画像提供: Frank Vincentz 様

けれど、この植物を見た100人中99人が「これはサボテンです」と言うことでしょう。

残る1人(植物の専門家)も 「これはユーホルビアだね。厳密にはサボテンじゃない。でもまあ、一般的にはサボテンと呼んで差し支えない。

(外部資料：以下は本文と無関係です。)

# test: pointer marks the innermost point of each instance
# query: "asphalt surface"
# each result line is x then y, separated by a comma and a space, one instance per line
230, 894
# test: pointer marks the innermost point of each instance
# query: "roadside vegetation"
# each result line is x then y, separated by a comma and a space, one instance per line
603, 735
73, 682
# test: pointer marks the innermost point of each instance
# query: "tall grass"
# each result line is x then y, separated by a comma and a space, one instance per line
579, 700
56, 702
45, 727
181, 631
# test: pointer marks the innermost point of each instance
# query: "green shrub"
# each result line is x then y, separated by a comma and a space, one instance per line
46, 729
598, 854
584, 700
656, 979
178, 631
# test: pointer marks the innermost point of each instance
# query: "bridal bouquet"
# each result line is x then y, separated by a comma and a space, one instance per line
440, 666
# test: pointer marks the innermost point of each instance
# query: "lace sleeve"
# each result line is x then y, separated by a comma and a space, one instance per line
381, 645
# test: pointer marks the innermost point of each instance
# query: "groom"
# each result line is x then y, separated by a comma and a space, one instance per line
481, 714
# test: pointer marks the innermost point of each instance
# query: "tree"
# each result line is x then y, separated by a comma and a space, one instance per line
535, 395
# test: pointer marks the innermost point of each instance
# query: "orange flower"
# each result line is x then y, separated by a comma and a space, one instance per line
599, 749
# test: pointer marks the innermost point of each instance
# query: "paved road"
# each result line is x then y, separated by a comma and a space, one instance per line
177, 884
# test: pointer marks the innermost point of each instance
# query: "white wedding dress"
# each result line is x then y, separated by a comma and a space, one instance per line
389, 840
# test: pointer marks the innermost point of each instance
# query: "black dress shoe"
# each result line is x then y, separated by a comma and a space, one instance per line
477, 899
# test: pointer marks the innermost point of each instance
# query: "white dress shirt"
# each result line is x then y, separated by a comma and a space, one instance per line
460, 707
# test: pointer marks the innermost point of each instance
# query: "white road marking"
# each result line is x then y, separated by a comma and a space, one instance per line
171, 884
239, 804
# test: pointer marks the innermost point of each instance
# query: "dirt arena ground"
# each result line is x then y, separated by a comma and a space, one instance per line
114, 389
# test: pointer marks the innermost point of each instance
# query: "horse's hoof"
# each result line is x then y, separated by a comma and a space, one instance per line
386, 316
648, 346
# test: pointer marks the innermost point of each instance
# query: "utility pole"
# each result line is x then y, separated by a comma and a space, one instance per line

もうサボテンでいいよ、サボテンで」 と言うことでしょう。

したがって、「cactus =サボテン」です。
ご存知でしたか?①

サボテンは茎の部分で光合成します。 葉っぱの部分がトゲトゲに進化してしまって光合成できないので、健気(けなげ)に胴体の部分で光合成しているのです。

ご存知でしたか?②
ユーホルビア属の植物の多くは、サボテン科の植物がアメリカ大陸(新大陸)でトゲトゲの多肉植物に進化したのと同じように、アフリカの砂漠などでサボテンに似る姿へと進化しました。

2. カクタスとアーティチョークの関係

2.1. どんな関係?

「カクタス」の語源がアーティチョークです:

  • "cuctus" の語源は "κάκτος(káktos)"というギリシャ語。 "κάκτος" は「地中海のシシリー島に生えるトゲトゲしい植物」を指す言葉ですが、この「トゲトゲしい植物」がアーティチョークです。
  • "cuctus" は "κάκτος" からラテン語 "cuctus" を経て、イタリア語・フランス語・英語などに入ってきました。
  • ラテン語の "cuctus" も「アーティチョーク」を意味します。 地中海地方にサボテンは自生していません。

英語に "cactus" という語が入ってきたのは 1600年ごろ。 英語の "cactus" も当初は「アーティチョーク」の意味で使われていたようです。

英語の "cactus" が「サボテン」の意味で使われ出したのは 1769年。 新大陸(アメリカ)で発見されたサボテン科の植物をアーティチョークの近縁種と勘違いしたリンネ(スウェーデンの植物学者)が、サボテン科のトゲトゲ植物を "cactus" と呼んだのがきっかけだそうです。

2.2. アーティチョークとは?

アーティチョークは地中海沿岸を原産地とするキク科の多年草。 つぼみの花托(かたく)が食用になります。


アーティチョーク (画像提供: JACLOU-DL 様

カルドン(cardoon)という植物を食用に品種改良したのがアーティチョークです。 上述の「シシリー島に生えるトゲトゲしい植物」も厳密にはカルドンでしょう。

カルドンの学名は "Cynara cardunculus" で、それを品種改良したアーティチョークの学名は "Cynara cardunculus var. scolymus" です。